I think it is perfectly legitimate to define getindex methods for your own LinearMap subtype, for which you know the context and the cost of component evaluation. And I think you take the right approach, i.e., have a thin wrapper. I'd do it roughly like this:

struct IndexableLinearMap{T,A<:LinearMap,F} <: LinearMap{T}
    lmap::A
    getidxs::F
end

# redirect most functions to the lmap field
adjoint(A::IndexableLinearMap) = IndexableLinearMap(adjoint(A), (i,j) -> conj(A.getidxs(j,i)))

mul!(y, A::IndexableLinearMap, x) = mul!(y, A.lmap, x)

# all your getindex-overloads for IndexableLinearMap

In fact, this might be a feature for the package, because it gives indexability but at the same time forces the user to take responsability of it. The big danger is that if getindex works silently generically, this may come with huge performance penalties as a surprise.

bonevbs commented 3 years ago

I agree, this is probably the best way to do it. I only recently realised the dangers of Julia's type system being the silent use of fall-back routines, at the cost of performance.

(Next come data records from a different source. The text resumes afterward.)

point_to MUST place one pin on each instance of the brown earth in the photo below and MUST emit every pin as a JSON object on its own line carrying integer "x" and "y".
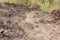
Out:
{"x": 19, "y": 22}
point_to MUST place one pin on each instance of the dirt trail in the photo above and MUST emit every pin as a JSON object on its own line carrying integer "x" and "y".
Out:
{"x": 34, "y": 24}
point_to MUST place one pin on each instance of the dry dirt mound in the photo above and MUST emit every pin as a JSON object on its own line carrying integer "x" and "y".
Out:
{"x": 33, "y": 25}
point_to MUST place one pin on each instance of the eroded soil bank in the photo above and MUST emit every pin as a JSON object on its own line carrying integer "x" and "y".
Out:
{"x": 18, "y": 22}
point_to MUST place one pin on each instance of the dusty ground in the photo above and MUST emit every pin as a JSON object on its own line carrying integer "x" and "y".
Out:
{"x": 33, "y": 25}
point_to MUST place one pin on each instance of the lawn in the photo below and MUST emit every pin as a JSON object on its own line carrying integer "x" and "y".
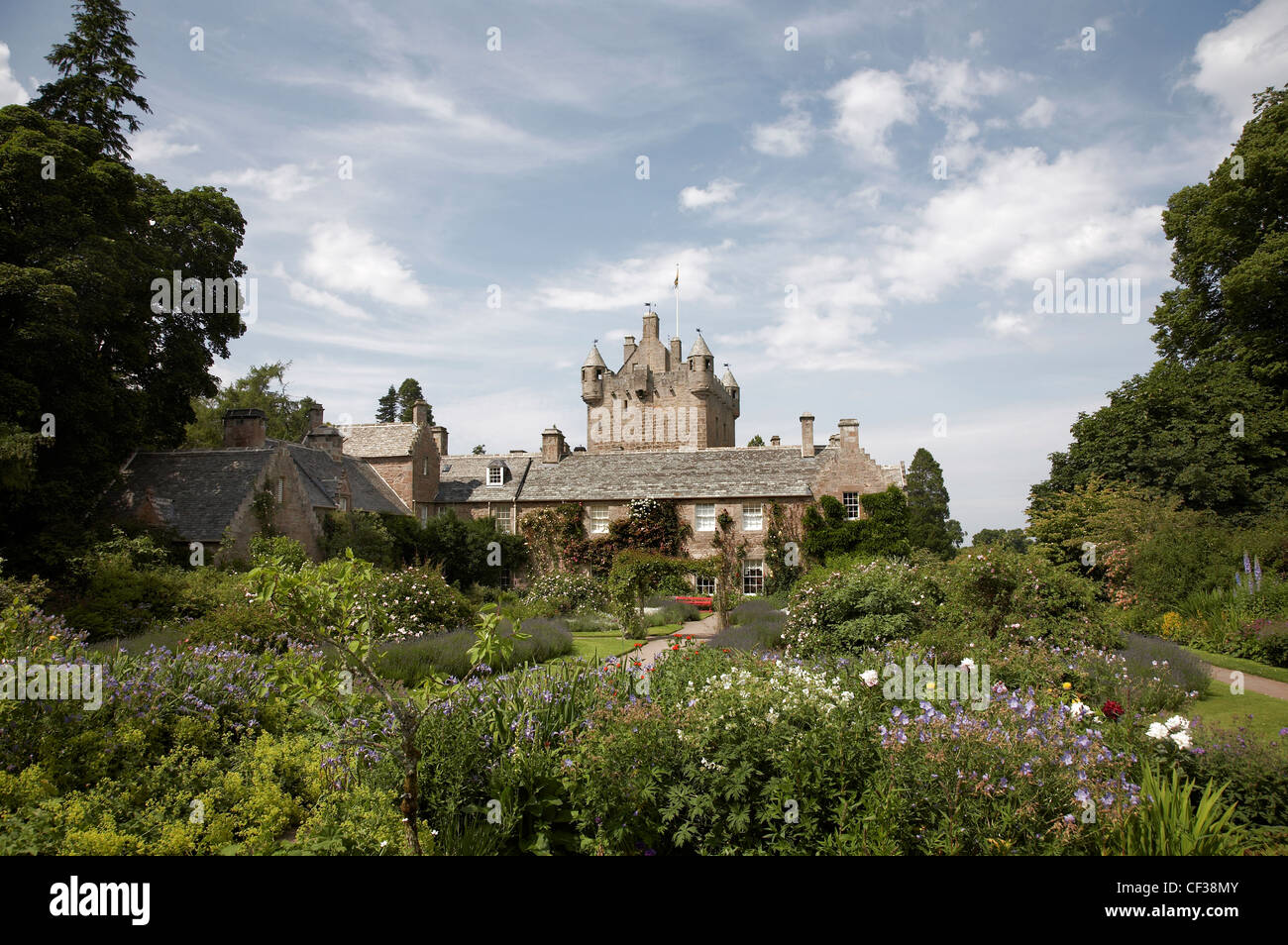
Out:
{"x": 1225, "y": 711}
{"x": 1247, "y": 666}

JeffFessler commented 3 years ago

What about having a getindex method be an optional argument when creating a LinearMap in the first place? In the same way that an adjoint method is an optional method argument because not all use cases need it. This approach would have the benefit of forcing the user to take responsibility, but also simplifying the process for the user because no "thin" wrapper would be needed.

Jutho commented 3 years ago

If I recall correctly, constant propagation also works for keyword arguments in Julia 1.x for some lower bound on x, so this could be possible while still having a dedicated IndexableLinearMap type and without creating type instabilities.

dkarrasch commented 3 years ago

I think I have a draft here. Will put it out tomorrow.

dkarrasch commented 3 years ago

Reviews and comments welcome in #145.